Dick James was the one who encouraged then-Reggie Dwight to choose a stage name, and on 7 May 1972, he legally changed his name to Elton Hercules John; however, John is shown auditioning for James by playing "Daniel" and "I Guess That's Why They Call It the Blues", but the songs were not written until 1972 and 1983, respectively.

While John did take his first name after Bluesology bandmate Elton Dean, his surname was actually adopted from his early mentor and friend, Long John Baldry, who had hired Bluesology as his backup band in 1966, and not John Lennon. John admired Baldry as one of the few people in the music scene who were both openly gay and highly esteemed.

John is shown to have dated a landlady named Arabella, but he actually dated a secretary named Linda Hannon (née Woodrow) for two years, and was engaged to her in 1969. John ended up sinking into a suicidal depression due to stress faced with the prospect of living a domestic life in the suburbs, and attempted suicide before being found by Bernie Taupin. Less than a month before the wedding, John suddenly broke off their engagement on the advice of Baldry. The experience inspired Taupin to write the lyrics for the song "Someone Saved My Life Tonight". Hannon revealed her disappointment for not being mentioned in the film.

John's 1970 performance at the Troubadour was actually well over a year after Neil Young's last show at the venue (Young has not done another concert there since), and John's show, on 25 August 1970, was actually on a Tuesday (as opposed to the Monday in the film). John is shown playing "Crocodile Rock" at the Troubadour, but the song was not written until two years later; and is also seen meeting his backing band on the night of the show, but he had been touring with bassist Dee Murray and drummer Nigel Olsson all over England since April 1970, four months before they went to Los Angeles. The guitarist at the Troubadour concert is fictional: John did not have a guitarist until Davey Johnstone in 1972.

John is seen meeting John Reid at Mama Cass's house in Los Angeles, but they actually met at a Motown Records Christmas party in London in December 1970.

John's concert at the Dodger Stadium was in 1975, one year before the recording of "Don't Go Breaking My Heart".

John did meet Renate Blauel while she was working as a sound engineer on one of his albums, but it was actually on 1983's Too Low for Zero, not 1979's Victim of Love. He proposed to her on 10 February 1984 in Australia, and they married in Sydney on Valentine's Day of the same year. They officially announced their divorce on 18 November 1988.

John did cancel a concert at the Madison Square Garden in New York, although this was in 1984 due to illness. John actually checked into rehab in 1990 at the Advocate Lutheran General Hospital in Chicago a few months after a young friend, Ryan White, had died from AIDS, and after a visit to his boyfriend at the time, Hugh Williams, in a rehab facility in Prescott, Arizona.
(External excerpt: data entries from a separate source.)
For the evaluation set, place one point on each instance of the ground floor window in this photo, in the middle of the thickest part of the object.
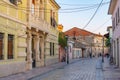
(10, 46)
(1, 45)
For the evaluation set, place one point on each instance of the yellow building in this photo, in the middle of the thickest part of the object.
(51, 45)
(13, 21)
(28, 34)
(42, 35)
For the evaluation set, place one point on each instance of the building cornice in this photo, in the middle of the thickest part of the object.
(11, 18)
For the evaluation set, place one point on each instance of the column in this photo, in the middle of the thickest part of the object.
(29, 52)
(37, 52)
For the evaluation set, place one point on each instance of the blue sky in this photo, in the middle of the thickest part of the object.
(80, 19)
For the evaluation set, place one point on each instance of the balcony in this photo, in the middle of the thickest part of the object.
(39, 23)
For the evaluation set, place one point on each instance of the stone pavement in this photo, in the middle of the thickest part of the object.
(37, 71)
(111, 72)
(86, 69)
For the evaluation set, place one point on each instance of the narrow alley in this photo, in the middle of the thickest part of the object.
(86, 69)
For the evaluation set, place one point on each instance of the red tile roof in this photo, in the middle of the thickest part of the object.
(79, 32)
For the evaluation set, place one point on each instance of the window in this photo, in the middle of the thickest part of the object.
(13, 1)
(1, 46)
(10, 46)
(33, 7)
(52, 52)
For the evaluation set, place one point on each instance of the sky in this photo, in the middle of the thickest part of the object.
(71, 16)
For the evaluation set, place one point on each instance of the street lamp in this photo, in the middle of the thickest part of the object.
(67, 49)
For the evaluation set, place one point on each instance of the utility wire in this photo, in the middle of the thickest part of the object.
(79, 10)
(61, 11)
(93, 15)
(102, 25)
(83, 7)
"I'm Still Standing" was not written while John was in rehab; the song was recorded in 1982, and the song and the video were released a year later.

===People===
John's half-brother Geoff Dwight disputed the characterization of their father, Stanley Dwight, stating, "My dad was kind and gentle. He spoke his mind but encouraged us all, including Elton, to do what we were good at. As a boy, when he started supporting Watford, it was my father who took him to the matches." In a previous 2010 interview, Geoff recalled, "When I was growing up, Elton was always there and we had a lot of fun on family holidays and things like that". John's stepmother, Edna, told biographer Philip Norman for 2001's Sir Elton: The Definitive Biography that "Stanley's been made out as an overbearing monster. But it's just not true. He was a lovely man, a good father, and a loving husband." She added that, far from discouraging his son's musical talent, Dwight bought him a piano in 1963, showing Norman the receipt. He also wrote a letter to congratulate Elton on winning a scholarship to the Royal Academy of Music.

On the other hand, the portrayal of John's mother, Sheila, was regarded as being far more accurate. She did not allow him to get an Elvis Presley styled haircut, though John idolized the American's look.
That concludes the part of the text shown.